2 August 2018

Ghana: Bongo District Gets 4 Climate Change Adaptation Projects for Food Security


Four Adaptation Climate Fund Sub-Projects have been launched at the Aliba Community in the Bongo District of the Upper East Region to increase incomes and guarantee food sufficiency.

They are dry season gardening, Integrated Beekeeping and Environmental Protection (IBEP), fishing and tree growing.

The one year sub-projects being implemented in Yidongo, Gorigo, Adaboya, Vea, Amanga, Kukua and Aliba communities are climate change adaptation focused and aimed at increasing household's incomes and reducing food insecurity especially among women.

The projects are being implemented by META Foundation, LINK Ghana, Rural Education and Agriculture Development International (READI) and the Community Self Reliance Centre (COSREC), all Non-Governmental Organisations (NGOs) with funding from the Adaptation Fund Project (AFP) of the United Nations Development Programme ( UNDP).

The Ministry of Environment Science, Technology and Innovation (MESTI) through the Upper East Regional Directorate of the Environmental Protection Agency (EPA) is providing monitoring and supervisory services.

Launching the projects on last Friday at the Aliba Community, the District Chief Executive for Bongo, Mr Peter Ayamga Ayinbisa, lauded the projects and stated that the district was one of the hardest hit when it comes to climate change.

He expressed the optimism that not only would the interventions help empower the communities to adopt to climate change, but would also help contribute to the attainment of the Sustainable Development Goals of ending hunger, poverty and climate change.

The paramount chief of the Bongo Traditional area who is also the vice president of the Regional House of Chiefs, Naba Baba Salifu Alemyarum, impressed upon the beneficiary communities to embrace the project and stressed that the selected projects for the district had the greatest potentials of wealth creation.

The Programme Manager of META Foundation, Mr David Amozebega, said his outfit which was in charge of the dry season gardening project would build the capacity of the communities to establish tomato, pepper and onion seedlings and support them with modernise agricultural practices to conduct farming activities during the dry season.

He indicated that considering the role of women in food security and household livelihoods interventions, the project has targeted at least 60 per cent of the beneficiaries to be women, adding that the project would also consciously work to ensure that the youth and vulnerable groups, such as the physically challenged persons become an integral part of the project.
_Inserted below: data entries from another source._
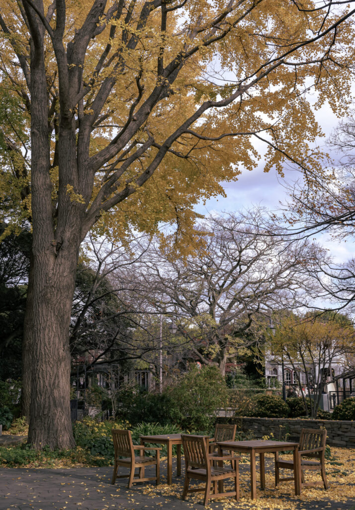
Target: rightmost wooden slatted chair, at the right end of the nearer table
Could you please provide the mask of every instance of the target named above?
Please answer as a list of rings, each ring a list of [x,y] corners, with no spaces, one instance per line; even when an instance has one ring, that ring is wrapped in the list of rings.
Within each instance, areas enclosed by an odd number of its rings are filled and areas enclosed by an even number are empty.
[[[325,476],[325,441],[326,430],[313,430],[311,428],[303,428],[301,437],[299,438],[299,469],[301,471],[301,489],[306,486],[323,485],[324,489],[328,488]],[[305,459],[306,457],[306,459]],[[311,459],[311,460],[307,460]],[[279,453],[275,453],[275,484],[278,486],[280,481],[293,480],[292,478],[280,478],[280,468],[293,469],[293,461],[284,461],[279,459]],[[304,470],[318,470],[323,481],[305,482]]]

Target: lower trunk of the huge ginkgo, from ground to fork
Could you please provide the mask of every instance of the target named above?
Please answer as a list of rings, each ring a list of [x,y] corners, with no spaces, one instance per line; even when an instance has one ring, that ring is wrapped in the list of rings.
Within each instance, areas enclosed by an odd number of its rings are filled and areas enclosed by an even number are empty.
[[[49,246],[50,248],[50,246]],[[34,249],[34,251],[36,251]],[[77,248],[34,253],[28,316],[32,330],[29,443],[35,448],[74,446],[70,420],[69,324]]]

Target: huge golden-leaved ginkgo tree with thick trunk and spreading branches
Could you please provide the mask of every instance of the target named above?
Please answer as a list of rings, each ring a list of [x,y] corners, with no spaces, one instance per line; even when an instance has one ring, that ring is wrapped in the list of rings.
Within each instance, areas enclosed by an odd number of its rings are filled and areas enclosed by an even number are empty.
[[[190,249],[194,203],[253,169],[262,142],[266,171],[287,160],[316,171],[313,109],[329,100],[341,115],[350,101],[354,4],[2,1],[0,193],[13,230],[33,228],[23,401],[34,447],[74,444],[69,321],[89,230],[124,237],[166,221]]]

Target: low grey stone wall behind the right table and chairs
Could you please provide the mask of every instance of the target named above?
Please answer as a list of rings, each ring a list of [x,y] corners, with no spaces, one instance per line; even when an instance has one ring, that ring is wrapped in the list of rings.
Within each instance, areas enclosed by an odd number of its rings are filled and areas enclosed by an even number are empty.
[[[327,444],[355,448],[355,421],[310,420],[302,418],[229,418],[219,419],[219,422],[236,423],[237,430],[251,432],[255,439],[268,436],[271,432],[274,438],[283,440],[288,433],[290,440],[297,441],[302,428],[324,427],[327,431]]]

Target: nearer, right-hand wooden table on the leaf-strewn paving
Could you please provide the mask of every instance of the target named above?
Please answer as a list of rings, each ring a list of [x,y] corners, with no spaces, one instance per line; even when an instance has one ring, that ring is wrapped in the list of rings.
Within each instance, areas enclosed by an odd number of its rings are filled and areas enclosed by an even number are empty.
[[[294,472],[294,493],[296,496],[301,494],[299,483],[299,462],[298,462],[298,443],[288,443],[285,441],[222,441],[217,443],[219,456],[223,450],[230,450],[250,454],[250,481],[252,499],[256,498],[256,465],[255,456],[260,455],[260,487],[265,489],[265,453],[276,453],[282,450],[292,450],[293,452],[293,472]],[[221,489],[223,489],[221,487]]]

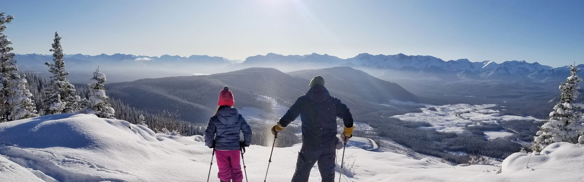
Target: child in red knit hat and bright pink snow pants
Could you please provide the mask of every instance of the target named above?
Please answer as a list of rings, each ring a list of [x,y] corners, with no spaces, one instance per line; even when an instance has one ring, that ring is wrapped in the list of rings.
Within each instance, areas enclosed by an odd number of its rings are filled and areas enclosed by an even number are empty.
[[[215,148],[221,182],[241,182],[244,175],[239,165],[239,149],[249,146],[252,142],[252,129],[233,107],[233,94],[227,86],[221,90],[217,102],[217,113],[209,120],[205,130],[205,145]],[[239,132],[244,133],[244,141],[240,143]]]

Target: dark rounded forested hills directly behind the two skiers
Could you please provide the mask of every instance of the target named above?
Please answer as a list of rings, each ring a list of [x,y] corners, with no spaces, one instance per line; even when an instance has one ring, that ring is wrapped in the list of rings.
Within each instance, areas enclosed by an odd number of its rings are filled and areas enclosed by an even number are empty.
[[[351,80],[340,82],[345,78],[347,69],[362,74],[353,75],[353,79],[373,80],[359,82],[359,85],[347,85]],[[381,81],[364,72],[347,67],[329,68],[329,89],[332,96],[339,97],[349,106],[353,113],[369,113],[380,110],[382,103],[390,99],[415,101],[416,96],[399,85]],[[315,72],[317,74],[317,72]],[[316,75],[314,75],[316,76]],[[337,83],[339,81],[339,83]],[[112,83],[106,85],[110,96],[124,100],[128,105],[152,113],[171,110],[179,113],[181,118],[190,122],[207,122],[217,107],[217,95],[223,86],[230,86],[234,92],[236,107],[255,107],[269,111],[269,104],[259,99],[268,96],[273,99],[291,103],[308,90],[309,79],[285,74],[273,68],[248,68],[234,72],[200,76],[178,76],[171,78],[141,79],[134,82]],[[356,87],[366,89],[352,89]],[[397,90],[394,91],[394,90]],[[376,93],[376,95],[371,95]],[[373,97],[378,96],[376,100]],[[284,106],[289,107],[289,106]],[[381,108],[380,108],[381,107]]]

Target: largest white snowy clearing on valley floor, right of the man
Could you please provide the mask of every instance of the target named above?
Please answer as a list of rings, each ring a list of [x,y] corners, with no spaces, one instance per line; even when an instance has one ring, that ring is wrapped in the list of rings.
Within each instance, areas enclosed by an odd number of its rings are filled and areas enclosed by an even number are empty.
[[[422,113],[407,113],[392,117],[399,118],[403,121],[429,122],[432,124],[432,127],[426,128],[443,132],[465,132],[463,129],[465,126],[478,124],[479,122],[495,123],[497,121],[509,120],[543,121],[534,117],[500,115],[499,111],[488,109],[494,106],[496,105],[451,104],[444,106],[425,106],[422,107]],[[436,108],[436,111],[429,110],[431,107]]]

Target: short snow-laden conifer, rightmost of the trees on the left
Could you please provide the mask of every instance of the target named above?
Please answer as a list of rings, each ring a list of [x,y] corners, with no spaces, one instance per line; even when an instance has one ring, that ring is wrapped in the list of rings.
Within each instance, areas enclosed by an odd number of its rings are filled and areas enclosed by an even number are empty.
[[[84,108],[77,113],[95,114],[100,118],[114,118],[115,110],[111,104],[107,103],[109,97],[103,88],[106,82],[106,75],[99,72],[99,68],[93,73],[93,78],[89,80],[89,99],[85,100]]]

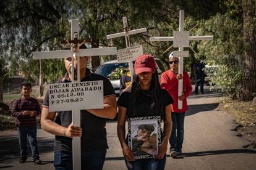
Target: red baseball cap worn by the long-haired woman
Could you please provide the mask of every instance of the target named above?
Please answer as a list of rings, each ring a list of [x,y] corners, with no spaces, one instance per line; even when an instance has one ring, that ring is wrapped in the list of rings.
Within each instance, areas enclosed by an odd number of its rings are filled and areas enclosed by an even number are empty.
[[[135,60],[134,65],[135,74],[139,75],[142,72],[155,73],[156,62],[152,55],[143,54]]]

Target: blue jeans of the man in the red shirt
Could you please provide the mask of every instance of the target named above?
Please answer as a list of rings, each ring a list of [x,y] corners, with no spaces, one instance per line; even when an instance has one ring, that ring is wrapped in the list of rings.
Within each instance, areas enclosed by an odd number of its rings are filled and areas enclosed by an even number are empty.
[[[183,139],[184,139],[184,119],[185,112],[182,113],[171,113],[172,129],[171,137],[169,142],[171,144],[171,149],[174,148],[177,152],[181,152]]]

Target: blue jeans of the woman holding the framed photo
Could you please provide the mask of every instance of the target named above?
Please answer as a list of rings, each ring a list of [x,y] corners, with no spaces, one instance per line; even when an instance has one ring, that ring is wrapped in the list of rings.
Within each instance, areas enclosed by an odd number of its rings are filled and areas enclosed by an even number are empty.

The Northern Regional Manager of LINK Ghana, Mr Daniel A. Kansake, stated that LINK Ghana with its Bee Project, would implement some key activities including the procurement of beehives and accessories for the beneficiary communities, conduct beekeeping training, site, clear and install hives, building the capacity of the communities in trapping of bees, management of hives, harvesting and marketing and conduct Gender Baseline Analysis.

He said the project which would target 150 farmers made up of 100 female and 50 men, had the overall objective to improve environmental sustainability and household income of more than 150 farmers through bee keeping.

The regional manager expressed worry about the situation where many farmers set fire on grass in an attempt to trap bees for honey and indicated that the practice often led to the contamination of the honey and bush burning beyond control.

He said the project would promote environmentally-friendly methods of honey production and apiculture, as well as increase the production of high quality honey for both the local and international markets.